Göklerin, akılların hazineleri bile nebinin gözüne bir çöp kadar ehemmiyetsiz görünürse. Artık Mekke, Şam ve Irak ne oluyor ki onlar için savaşsın, onlara iştiyak çeksin! Ancak gönlü kötü olan, onun işlerini kendi bilgisizliğine, kendi hırsına göre mukayese eden kişi onun hakkında böyle bir şüpheye düşer. Sarı camdan bakarsan güneşin nurunu sapsarı görürsün. O gök ve sarı camı kır da eri ve tozu gör! Atlı bir er, atını koştururken tozu dumana katar, etrafta bir tozdur kalkar. Sen, tozu Allah Teâlâ eri sanırsın. İblis de tozu gördü, “Bu toprağın fer’idir. Benim gibi ateş alınlı birisinden nasıl üstün olur?” dedi. Sen azizleri insan gördükçe bil ki bu görüş İblis’in mirasıdır. Be inatçı, İblis’in oğlu olmasan o köpeğin mirası nasıl olur da sana düşer? Ben köpek değilim, Allah Teâlâ aslanıyım. Allah Teâlâ aslanı suretten kurtulandır.






Şu kim ola vuslatta, halvet bula celvette,
Bu Mısrî’ye kesrette vahdet yolunu göster.

Şu kimsedir vuslatta ola, celvette halvet bula,
Bu Mısrî’ye çoklukta vahdet yolunu göster.

Celvet makamı kesretin olduğu makamdır Hazretül cem şeriat makamı ve varlık makamıdır. Bu makamda fiil var, halk var, efendi var, salik var, peygamber vardır. Hak kesretin batınına gizlenmiştir.

"Kesreti vahdette görmek, vahdeti kesrette hem,
  Bir ilimdir ol ki cümle irfân andadır."

Mi'râc, kesrette Vahdet’i görmenin en mükemmeli, Mi'râc’tan tekrar insanların dünyasına dönmek de Vahdet’te kesreti müşahedenin zirvesidir. Bize düşense yine Niyazî Mısrî’nin dilinden şöyle niyaz etmektir:

" Her nere varsam yakar bu canımı aşk ateşi,
  Yana yana külli pür nâr olmuşum Yâ Rab meded.
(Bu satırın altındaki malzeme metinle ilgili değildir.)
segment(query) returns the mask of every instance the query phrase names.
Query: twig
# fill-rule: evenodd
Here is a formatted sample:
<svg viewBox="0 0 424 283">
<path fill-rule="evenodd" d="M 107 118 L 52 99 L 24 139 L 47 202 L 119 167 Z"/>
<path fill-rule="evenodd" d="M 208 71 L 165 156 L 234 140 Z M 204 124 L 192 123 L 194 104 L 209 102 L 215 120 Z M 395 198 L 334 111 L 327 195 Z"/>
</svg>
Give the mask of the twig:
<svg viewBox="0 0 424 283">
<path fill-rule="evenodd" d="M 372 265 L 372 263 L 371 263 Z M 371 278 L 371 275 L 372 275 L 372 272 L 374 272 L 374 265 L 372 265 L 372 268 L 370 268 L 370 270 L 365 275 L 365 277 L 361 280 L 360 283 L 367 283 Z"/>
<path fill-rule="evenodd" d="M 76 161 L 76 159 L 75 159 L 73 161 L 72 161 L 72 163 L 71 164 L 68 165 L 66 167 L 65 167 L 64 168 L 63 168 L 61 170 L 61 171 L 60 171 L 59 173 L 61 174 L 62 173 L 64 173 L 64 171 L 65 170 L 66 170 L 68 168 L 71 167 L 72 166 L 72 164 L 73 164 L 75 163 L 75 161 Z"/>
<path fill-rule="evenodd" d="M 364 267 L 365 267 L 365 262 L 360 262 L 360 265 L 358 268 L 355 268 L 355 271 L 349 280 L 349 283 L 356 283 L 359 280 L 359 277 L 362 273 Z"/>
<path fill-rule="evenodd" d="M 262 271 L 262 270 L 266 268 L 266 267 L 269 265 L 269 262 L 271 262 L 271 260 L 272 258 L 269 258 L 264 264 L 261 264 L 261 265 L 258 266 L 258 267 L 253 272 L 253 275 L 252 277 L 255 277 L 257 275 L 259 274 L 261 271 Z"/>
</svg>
   Vahdet ilinde seninle yâr idim noldu bana,
   Kesret içre bend-i ağyâr olmuşum
Yâ Rab   meded."
  



    
Tıpkı gözü dükkânın vitrininin camekânına takılıp da vitrinin içini görmeyen ama dükkâna yaklaştığı  (kurbiyyet  kesbettiği)  zaman  da  vitrinin  camekânının  idrakinden yoksun olan kişi gibi, insan da bu Mükevvenât'ın a'râzına (Kesret'e) takıldığı zaman Zat’ı ve Zat’a kurbiyyet kesbettiğinde de a'râzı göremez. Hakîm kimse odur ki istediği zaman idrakine Kesret'i,  istediği zaman da idrakine Vahdet'i hâkim kıldırabilsin. 

1 yorum:

  1. Açıklamalar için sonsuz teşekkürler...Bu güzel yola girmek ve Vuslat ne tatlı şey.

    Hep beraber şükredelim.. Ya Şükür CC.